Ao entrar na circulação sanguínea, o extrato age automaticamente nos locais onde há mais necessidade. "As substâncias da Cannabis se ligam aos receptores do corpo, funcionando da mesma forma que uma chave ao entrar na fechadura, acionando uma série de atividades autorreguladoras", explica Sandra Freitas.

Algumas doenças têm como gatilho a disfunção desse sistema. "A epilepsia pode ser causada pela hipofunção do sistema endocanabinoide, como apontam pesquisas recentes", afirma Cecilia Hedin, especialista da FioCruz em neurociência. Isso explica o fato de o óleo de CBD funcionar como anticonvulsivante, pois eleva a produção do canabinoide em falta no organismo. E por isso, diz ela, o CBD pode ser usado no tratamento de outras doenças, como a depressão.

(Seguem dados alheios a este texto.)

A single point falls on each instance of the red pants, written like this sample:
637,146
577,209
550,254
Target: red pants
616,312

"Costumo dizer que relaxar, comer, dormir, esquecer e proteger são as principais funções dos canabinoides", resume Marília Zaluar Guimarães, professora da UFRJ (Universidade Federal do Rio de Janeiro) e pesquisadora do Instituto D´OR. "Essas moléculas têm efeito anti-inflamatório. Ajudam muito na velhice, época em que há o desequilíbrio desse sistema, contribuindo para o bem-estar nessa faixa etária."

O sucesso do tratamento, no entanto, também depende da individualização do diagnóstico. "O médico terá de se interessar pelas rotinas do paciente, como a do sono e a do funcionamento do intestino, entre outras, para ser assertivo na dosagem e nas horas mais adequadas para tomar o medicamento", diz Sandra. "A Cannabis é uma reguladora de vida e não de doença."